O mercado de galpões industriais no Brasil ainda se encontra em estágio inicial, mas reúne fatores que o tornam um dos segmentos mais resilientes dentro dos fundos imobiliários. Especialistas em real estate destacam que a qualidade dos ativos, aliada ao investimento elevado feito pelos inquilinos, reduz a vacância e aumenta a previsibilidade de renda. Essa combinação fortalece a atratividade da tese para investidores de longo prazo.
A avaliação foi apresentada por executivos da inVista Real Estate durante o FIIs Experience, evento da Suno. Segundo os gestores, o efeito de ancoragem produzido pelo alto capex dos ocupantes cria barreiras à saída. Além disso, a presença de empresas globais e a infraestrutura completa dos parques industriais elevam a eficiência operacional e sustentam contratos mais duradouros.
Entre os pilares da tese estão: investimento relevante dos inquilinos nas plantas, perfil diversificado de ocupantes, infraestrutura robusta (água, energia e base operacional) e localização estratégica próxima aos centros de consumo. Marcelo Rainho, fundador da inVista, observou que, ao aplicar centenas de milhares de reais em adaptações, o inquilino torna a mudança complexa. “Ele precisaria replicar esse investimento em outro lugar”, afirmou, reforçando o caráter de ancoragem.

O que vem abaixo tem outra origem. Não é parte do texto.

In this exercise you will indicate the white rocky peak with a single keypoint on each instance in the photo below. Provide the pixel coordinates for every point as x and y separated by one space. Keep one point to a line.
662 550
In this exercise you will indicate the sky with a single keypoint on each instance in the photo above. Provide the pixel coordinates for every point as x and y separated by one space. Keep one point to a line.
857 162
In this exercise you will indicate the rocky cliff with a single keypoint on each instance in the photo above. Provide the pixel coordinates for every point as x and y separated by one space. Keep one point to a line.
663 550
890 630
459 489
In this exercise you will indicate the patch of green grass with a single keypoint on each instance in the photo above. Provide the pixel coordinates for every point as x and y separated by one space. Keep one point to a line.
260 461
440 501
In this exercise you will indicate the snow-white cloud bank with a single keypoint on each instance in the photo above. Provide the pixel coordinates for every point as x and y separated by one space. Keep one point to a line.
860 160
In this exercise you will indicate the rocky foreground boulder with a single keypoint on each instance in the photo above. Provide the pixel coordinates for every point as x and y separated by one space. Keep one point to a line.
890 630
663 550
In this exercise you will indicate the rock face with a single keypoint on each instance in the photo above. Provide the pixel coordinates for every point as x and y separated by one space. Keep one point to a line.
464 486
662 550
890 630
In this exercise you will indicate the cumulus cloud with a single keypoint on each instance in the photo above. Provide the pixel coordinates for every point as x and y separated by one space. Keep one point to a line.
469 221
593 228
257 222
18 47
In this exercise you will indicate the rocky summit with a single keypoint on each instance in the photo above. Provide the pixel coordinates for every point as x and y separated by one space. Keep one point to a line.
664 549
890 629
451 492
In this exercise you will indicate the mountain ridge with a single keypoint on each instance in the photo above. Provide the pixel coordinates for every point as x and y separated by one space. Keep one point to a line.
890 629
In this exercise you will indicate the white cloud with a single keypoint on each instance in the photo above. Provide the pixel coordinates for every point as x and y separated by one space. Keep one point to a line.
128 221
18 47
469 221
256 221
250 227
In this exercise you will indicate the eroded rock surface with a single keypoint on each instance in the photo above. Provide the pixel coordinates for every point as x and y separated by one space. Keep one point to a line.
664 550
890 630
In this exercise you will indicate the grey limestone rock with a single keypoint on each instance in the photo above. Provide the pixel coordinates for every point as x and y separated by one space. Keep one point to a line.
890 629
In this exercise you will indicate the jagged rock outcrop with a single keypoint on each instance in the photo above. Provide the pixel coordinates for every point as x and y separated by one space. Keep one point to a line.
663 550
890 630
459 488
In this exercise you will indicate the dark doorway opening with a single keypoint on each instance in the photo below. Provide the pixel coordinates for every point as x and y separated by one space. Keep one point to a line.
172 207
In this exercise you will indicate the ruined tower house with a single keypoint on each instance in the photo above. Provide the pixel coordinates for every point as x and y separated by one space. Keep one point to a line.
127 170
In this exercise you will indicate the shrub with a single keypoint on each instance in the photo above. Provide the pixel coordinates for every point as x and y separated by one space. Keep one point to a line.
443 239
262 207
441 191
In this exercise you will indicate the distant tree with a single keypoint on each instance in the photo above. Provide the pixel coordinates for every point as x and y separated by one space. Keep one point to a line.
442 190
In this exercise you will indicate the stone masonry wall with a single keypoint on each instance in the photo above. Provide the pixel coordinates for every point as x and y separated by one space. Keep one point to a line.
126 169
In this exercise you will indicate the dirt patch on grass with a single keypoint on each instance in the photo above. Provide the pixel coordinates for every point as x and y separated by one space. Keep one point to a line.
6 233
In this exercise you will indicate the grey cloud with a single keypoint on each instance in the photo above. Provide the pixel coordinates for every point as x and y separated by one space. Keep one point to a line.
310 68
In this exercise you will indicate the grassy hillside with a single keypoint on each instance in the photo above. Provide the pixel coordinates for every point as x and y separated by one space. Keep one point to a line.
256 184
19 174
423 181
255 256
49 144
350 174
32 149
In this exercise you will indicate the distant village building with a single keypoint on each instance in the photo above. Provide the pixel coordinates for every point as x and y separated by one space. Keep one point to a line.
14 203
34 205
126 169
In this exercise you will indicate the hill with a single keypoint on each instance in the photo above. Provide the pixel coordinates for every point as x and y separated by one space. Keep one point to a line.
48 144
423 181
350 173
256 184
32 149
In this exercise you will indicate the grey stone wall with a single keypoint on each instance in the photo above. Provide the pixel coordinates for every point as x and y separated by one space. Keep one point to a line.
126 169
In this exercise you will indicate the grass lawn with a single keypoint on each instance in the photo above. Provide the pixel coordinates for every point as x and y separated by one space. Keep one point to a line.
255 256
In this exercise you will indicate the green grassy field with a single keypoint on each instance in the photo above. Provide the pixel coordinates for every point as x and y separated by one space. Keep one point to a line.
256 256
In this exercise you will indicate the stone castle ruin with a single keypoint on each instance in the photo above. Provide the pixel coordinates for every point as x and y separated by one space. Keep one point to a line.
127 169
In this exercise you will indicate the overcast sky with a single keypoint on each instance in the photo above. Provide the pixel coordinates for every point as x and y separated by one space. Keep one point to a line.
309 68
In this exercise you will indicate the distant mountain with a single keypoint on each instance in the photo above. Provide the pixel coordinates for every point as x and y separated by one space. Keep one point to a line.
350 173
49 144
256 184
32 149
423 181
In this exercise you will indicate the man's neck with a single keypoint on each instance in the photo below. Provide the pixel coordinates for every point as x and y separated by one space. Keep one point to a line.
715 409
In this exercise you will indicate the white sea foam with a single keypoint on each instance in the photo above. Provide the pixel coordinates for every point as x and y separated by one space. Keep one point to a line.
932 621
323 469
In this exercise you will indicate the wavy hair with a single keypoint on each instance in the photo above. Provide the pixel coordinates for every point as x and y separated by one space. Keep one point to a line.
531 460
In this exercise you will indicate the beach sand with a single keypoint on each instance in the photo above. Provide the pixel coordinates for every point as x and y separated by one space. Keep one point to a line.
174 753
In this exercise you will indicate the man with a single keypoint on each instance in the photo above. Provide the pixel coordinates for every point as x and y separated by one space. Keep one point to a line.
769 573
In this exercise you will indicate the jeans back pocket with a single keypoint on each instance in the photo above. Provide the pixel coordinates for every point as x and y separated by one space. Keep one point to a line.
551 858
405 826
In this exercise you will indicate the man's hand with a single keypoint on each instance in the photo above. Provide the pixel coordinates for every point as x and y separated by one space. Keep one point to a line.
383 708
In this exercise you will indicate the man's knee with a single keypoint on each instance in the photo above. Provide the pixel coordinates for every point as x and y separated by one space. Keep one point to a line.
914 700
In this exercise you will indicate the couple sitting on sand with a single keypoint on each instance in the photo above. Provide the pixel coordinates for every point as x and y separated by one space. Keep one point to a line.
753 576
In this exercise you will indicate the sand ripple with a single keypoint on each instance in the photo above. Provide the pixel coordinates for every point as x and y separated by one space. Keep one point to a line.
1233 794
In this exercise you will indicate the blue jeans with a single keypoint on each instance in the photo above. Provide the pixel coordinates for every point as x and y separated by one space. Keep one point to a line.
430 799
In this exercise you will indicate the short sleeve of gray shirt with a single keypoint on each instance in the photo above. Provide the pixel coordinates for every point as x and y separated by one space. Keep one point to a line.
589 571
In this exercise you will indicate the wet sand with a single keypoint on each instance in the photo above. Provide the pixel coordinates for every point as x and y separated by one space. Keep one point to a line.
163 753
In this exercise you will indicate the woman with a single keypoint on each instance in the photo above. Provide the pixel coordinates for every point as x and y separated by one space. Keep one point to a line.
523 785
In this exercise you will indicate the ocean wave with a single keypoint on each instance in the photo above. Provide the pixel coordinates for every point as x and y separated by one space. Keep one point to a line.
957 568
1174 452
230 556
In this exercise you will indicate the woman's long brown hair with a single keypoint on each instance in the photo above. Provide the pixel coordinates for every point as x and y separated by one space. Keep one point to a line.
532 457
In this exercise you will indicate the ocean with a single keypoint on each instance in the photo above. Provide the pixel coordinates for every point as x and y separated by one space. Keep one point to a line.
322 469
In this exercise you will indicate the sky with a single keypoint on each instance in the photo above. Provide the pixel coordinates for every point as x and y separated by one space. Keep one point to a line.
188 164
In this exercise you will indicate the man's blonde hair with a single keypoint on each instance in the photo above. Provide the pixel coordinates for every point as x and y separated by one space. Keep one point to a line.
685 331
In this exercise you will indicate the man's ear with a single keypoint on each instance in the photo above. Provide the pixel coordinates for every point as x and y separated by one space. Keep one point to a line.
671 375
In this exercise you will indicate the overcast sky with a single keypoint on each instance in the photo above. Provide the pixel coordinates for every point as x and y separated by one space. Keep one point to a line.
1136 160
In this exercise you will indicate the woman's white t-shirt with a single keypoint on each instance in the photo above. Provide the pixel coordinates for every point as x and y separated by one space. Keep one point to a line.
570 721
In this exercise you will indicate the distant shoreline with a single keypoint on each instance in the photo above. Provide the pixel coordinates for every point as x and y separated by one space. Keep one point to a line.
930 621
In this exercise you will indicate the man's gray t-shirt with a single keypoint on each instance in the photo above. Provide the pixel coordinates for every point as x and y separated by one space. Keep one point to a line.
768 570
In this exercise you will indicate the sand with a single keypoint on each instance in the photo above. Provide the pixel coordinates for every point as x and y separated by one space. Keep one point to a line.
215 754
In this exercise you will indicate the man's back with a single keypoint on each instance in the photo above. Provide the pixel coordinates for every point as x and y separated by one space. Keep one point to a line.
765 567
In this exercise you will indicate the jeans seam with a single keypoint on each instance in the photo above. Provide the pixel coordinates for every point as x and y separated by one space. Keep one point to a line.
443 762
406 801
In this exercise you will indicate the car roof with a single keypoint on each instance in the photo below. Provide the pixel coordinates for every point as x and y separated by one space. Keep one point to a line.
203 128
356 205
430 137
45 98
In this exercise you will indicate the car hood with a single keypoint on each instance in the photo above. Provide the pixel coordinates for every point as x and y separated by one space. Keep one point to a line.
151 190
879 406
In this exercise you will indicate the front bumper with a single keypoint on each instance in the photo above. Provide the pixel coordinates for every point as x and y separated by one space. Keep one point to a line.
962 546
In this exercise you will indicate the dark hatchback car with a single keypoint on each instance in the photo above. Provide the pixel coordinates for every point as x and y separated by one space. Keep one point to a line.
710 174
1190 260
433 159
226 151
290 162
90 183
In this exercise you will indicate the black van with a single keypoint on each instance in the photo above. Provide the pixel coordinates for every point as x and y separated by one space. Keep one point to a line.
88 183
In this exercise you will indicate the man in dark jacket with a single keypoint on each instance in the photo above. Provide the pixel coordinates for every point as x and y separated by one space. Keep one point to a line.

Esse efeito se manifesta de forma direta na operação: a indústria depende da estrutura instalada para funcionar. No caso do inVista Brazilian Business Park, Rainho apontou que o principal risco não é a saída do inquilino, mas uma eventual quebra. Assim, a qualidade do crédito e a diversificação setorial tornam-se variáveis centrais para a governança dos ativos.
Diversificação internacional fortalece a tese
No IBBP11, o portfólio reúne companhias globais dos setores de saúde, automotivo, alimentos e construção civil. “Quem está dentro da tese está nos Estados Unidos, Canadá, Alemanha, Coreia do Sul, Japão, Itália. Essa diversificação traz muita resiliência ao fundo”, disse Rainho. Vagner Borin, do Brazilian Business Park, enfatizou que estar perto do cliente é crítico para eficiência logística e continuidade operacional.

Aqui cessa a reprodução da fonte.